Quelle est la situation actuelle au Sud-Soudan ?
Le Sud-Soudan est le plus jeune pays du monde. Il a obtenu son indépendance du Soudan, mais les relations entre les deux pays restent très fortes. Toute l’expérience politique et administrative provient encore de l’époque où ils ne formaient qu’un seul pays. La Constitution du Sud-Soudan est basée sur celle du Soudan. De même, les questions économiques sont également étroitement liées à celles de son voisin du nord. Cela signifie que la stabilité politique dans le sud nécessite la stabilité dans le nord, et il en va de même pour le développement. En raison de l’indépendance et de certaines tensions entre les deux gouvernements, le Sud-Soudan a souffert de l’abandon, de l’isolement, de la fermeture des frontières et de l’impossibilité d’utiliser les routes commerciales nord-sud. Cette situation a été pénalisante pour le pays.
Le récent coup d’État et les manifestations politiques au Soudan ont aggravé la situation, n’est-ce pas ?
Mon expérience dans ces pays africains m’a montré que la stabilité est très fragile, qu’il faut laisser du temps au temps et ne pas tirer de conclusions hâtives sur ce qui se passe. L’instabilité ne sert à rien, car on ne peut pas savoir où elle va mener. Il est évident que l’incertitude au Soudan et en Éthiopie, où la situation est également très délicate, n’aide pas le Sud-Soudan à atteindre la paix et la tranquillité qu’il souhaite, mais bien sûr, chaque pays doit être responsable de lui-même. Notre pays a sollicité la médiation des États régionaux pour obtenir la paix, mais maintenant, avec tous ces développements, il devra s’investir davantage dans ses efforts de pacification.
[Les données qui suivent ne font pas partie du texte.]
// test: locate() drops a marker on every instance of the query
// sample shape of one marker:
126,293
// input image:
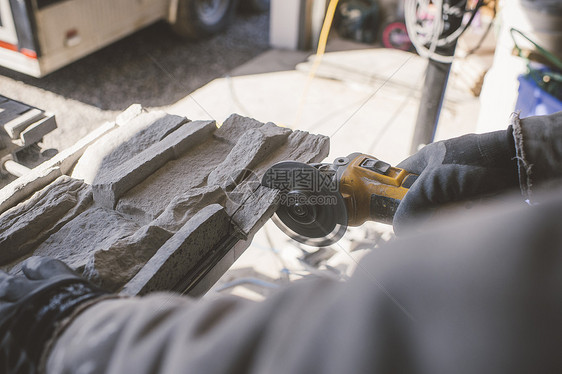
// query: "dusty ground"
152,67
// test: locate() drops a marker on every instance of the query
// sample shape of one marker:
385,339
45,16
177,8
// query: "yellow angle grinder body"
317,202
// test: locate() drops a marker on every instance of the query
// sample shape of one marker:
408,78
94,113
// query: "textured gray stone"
26,185
234,127
122,144
48,171
25,226
110,185
182,208
111,268
94,230
174,179
169,199
258,205
253,147
182,252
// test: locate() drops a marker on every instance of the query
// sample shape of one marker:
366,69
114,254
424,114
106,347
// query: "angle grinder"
317,202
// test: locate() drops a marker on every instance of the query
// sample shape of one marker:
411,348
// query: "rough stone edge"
47,172
142,280
108,192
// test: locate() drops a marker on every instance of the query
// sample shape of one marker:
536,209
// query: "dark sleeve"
538,143
475,294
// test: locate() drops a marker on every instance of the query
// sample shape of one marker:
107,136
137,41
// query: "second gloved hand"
31,305
466,168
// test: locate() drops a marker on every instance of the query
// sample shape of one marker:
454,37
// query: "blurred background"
267,59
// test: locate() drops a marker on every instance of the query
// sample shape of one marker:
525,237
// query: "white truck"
40,36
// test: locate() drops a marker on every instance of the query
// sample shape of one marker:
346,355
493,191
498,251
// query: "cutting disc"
310,208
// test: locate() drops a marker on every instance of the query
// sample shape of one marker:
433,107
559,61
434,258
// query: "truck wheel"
256,6
202,18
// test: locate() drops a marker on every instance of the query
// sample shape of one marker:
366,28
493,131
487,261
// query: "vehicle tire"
255,6
197,19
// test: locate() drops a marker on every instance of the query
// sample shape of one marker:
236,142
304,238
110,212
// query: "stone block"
111,268
175,178
254,146
94,230
174,203
128,140
182,252
182,208
26,185
25,226
235,126
110,185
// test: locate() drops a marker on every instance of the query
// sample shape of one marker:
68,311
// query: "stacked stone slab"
154,202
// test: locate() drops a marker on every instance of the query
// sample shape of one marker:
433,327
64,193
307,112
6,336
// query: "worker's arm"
478,294
471,167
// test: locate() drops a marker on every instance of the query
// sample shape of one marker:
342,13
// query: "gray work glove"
467,168
30,307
Comment cette instabilité affecte-t-elle la population chrétienne ?
Plus de la moitié de la population du Sud-Soudan est chrétienne, seuls 8 % sont musulmans. D’autres groupes vivent en marge, et ne se sont pas approchés de l’Évangile. Cependant, nous vivons dans un pays où le christianisme n’est souvent qu’un vernis en surface, il ne s’est pas enraciné dans la vie de la population.
La violence devrait être éloignée de la foi chrétienne, mais elle est bien présente. Tant de gens prennent les armes et les utilisent pour atteindre leurs intérêts et leurs objectifs ! Il y a beaucoup de travail à faire. La population souffre des conflits, de l’instabilité, de la pauvreté endémique et du manque de services. L’Église souffre des mêmes blessures que la population, de la pauvreté et de la violence. L’agression que j’ai subie en est un signe évident.
En effet, vous avez été attaqué dans la nuit du 25 avril 2021. Deux hommes armés ont fait irruption dans votre maison et vous ont tiré dessus à plusieurs reprises. Comment avez-vous vécu cela ?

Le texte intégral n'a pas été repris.